To harness radiometals in clinical settings, a chelator forming a stable complex with the metal of interest and targets the desired pathological site is needed. Toward this goal, we previously reported a unique set of chelators that can stably bind to both large and small metal ions, via a conformational switch. Within this chelator class, py-macrodipa is particularly promising based on its ability to stably bind several medicinally valuable radiometals including large ^132/135La³⁺, ²¹³Bi³⁺, and small ⁴⁴Sc³⁺. Here, we report a 10-step organic synthesis of its bifunctional analogue py-macrodipa-NCS, which contains an amine-reactive -NCS group that is amenable for bioconjugation reactions to targeting vectors. The hydrolytic stability of py-macordipa-NCS was assessed, revealing a half-life of 6.0 d in pH 9.0 aqueous buffer. This bifunctional chelator was then conjugated to a prostate-specific membrane antigen (PSMA)-binding moiety, yielding the bioconjugate py-macrodipa-PSMA, which was subsequently radiolabeled with large ^132/135La³⁺ and small ⁴⁷Sc³⁺, revealing efficient and quantitative complex formation. The resulting radiocomplexes were injected into mice bearing both PSMA-expressing and PSMA-non-expressing tumor xenografts to determine their biodistribution patterns, revealing delivery of both ^132/135La³⁺ and ⁴⁷Sc³⁺ to PSMA+ tumor sites. However, partial radiometal dissociation was observed, suggesting that py-macrodipa-PSMA needs further structural optimization.
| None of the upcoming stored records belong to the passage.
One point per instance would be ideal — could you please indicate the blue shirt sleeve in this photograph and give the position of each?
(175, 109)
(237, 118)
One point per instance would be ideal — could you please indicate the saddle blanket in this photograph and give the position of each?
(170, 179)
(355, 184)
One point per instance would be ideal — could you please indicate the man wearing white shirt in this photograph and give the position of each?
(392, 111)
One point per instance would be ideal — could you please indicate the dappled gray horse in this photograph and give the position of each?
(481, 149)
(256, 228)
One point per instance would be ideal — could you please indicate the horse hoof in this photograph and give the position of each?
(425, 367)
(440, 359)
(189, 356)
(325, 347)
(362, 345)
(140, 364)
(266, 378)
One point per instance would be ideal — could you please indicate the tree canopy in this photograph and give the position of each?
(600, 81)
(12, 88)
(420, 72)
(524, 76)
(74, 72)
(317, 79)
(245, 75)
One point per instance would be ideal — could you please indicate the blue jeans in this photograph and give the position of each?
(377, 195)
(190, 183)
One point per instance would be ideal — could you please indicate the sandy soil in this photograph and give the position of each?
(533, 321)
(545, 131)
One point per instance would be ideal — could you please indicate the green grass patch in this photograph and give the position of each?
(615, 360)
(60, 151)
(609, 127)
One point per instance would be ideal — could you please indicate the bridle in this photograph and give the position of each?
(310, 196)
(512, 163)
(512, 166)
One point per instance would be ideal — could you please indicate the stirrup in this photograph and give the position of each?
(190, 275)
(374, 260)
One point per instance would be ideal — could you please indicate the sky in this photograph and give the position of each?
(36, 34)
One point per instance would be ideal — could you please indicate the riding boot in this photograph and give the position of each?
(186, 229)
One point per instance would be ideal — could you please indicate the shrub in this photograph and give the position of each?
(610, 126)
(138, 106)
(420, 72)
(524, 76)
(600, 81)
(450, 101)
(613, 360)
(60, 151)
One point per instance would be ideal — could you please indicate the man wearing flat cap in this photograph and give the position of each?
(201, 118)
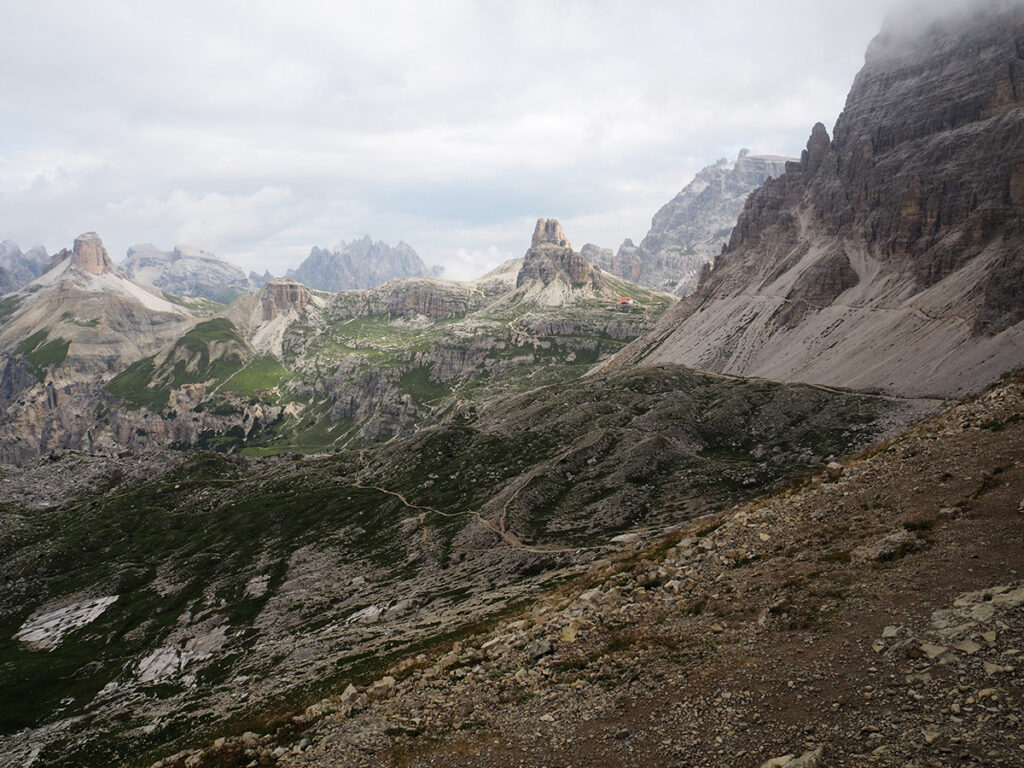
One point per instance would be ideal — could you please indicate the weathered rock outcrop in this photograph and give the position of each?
(90, 255)
(282, 296)
(890, 257)
(359, 264)
(187, 271)
(690, 229)
(551, 257)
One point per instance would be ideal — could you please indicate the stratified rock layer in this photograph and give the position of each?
(90, 255)
(690, 229)
(891, 256)
(550, 258)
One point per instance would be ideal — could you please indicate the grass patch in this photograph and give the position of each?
(41, 354)
(260, 375)
(9, 305)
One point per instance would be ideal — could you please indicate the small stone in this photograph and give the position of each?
(539, 648)
(933, 651)
(968, 646)
(350, 691)
(982, 612)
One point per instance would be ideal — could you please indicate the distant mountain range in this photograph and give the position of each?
(688, 231)
(891, 257)
(18, 268)
(188, 271)
(359, 264)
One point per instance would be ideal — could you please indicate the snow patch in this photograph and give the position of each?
(46, 631)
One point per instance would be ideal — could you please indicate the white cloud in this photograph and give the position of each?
(258, 129)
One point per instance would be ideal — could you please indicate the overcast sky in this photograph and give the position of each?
(256, 130)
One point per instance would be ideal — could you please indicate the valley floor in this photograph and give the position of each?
(875, 617)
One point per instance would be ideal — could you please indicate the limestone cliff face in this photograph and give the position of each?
(187, 271)
(690, 230)
(282, 296)
(551, 258)
(359, 264)
(890, 257)
(90, 255)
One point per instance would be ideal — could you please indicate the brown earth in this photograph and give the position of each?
(878, 615)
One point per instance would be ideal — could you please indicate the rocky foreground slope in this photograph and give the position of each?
(873, 617)
(890, 257)
(147, 606)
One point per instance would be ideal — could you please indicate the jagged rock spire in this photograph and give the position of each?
(90, 256)
(549, 230)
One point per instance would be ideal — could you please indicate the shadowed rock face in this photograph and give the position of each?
(690, 230)
(892, 255)
(90, 256)
(549, 230)
(282, 296)
(550, 257)
(16, 268)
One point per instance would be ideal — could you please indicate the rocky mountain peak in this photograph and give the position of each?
(359, 264)
(905, 225)
(90, 256)
(283, 295)
(550, 258)
(688, 232)
(16, 268)
(817, 147)
(549, 230)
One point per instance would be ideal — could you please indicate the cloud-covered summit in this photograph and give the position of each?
(255, 130)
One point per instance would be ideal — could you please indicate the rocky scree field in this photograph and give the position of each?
(873, 616)
(143, 611)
Keywords: Anticancer agents; Chelate; PSMA; Radiopharmaceuticals; Rare earth.

Figure 1.

Schematic representation of a metal-chelate-based bioconjugate used for nuclear medicine. Reproduced from ref [22]. The targeting vector can be a small-molecule, peptide, antibody, polysaccharide, lipid, or nanoparticle.

Figure 2.

Structures of Ligands Discussed in This Work.

Figure 3.

The hydrolysis of py-macrodipa-NCS at pH 9.0 and RT. The intact compound percentage was plotted versus reaction time and fitted into an exponential decay model.

Figure 4.

Bar graph of biodistribution analysis 2 hours post injection of [^132/135La]La³⁺–py-macrodipa-PSMA (n = 5), [^132/135La]La³⁺–citrate (n = 4), [⁴⁷Sc]Sc³⁺–py-macrodipa-PSMA (n = 5) and [⁴⁷Sc]Sc³⁺–citrate (n = 4) in mice bearing both the PSMA+ and PSMA– tumor xenografts.

Scheme 1.

Synthetic Route to py-macrodipa-NCS.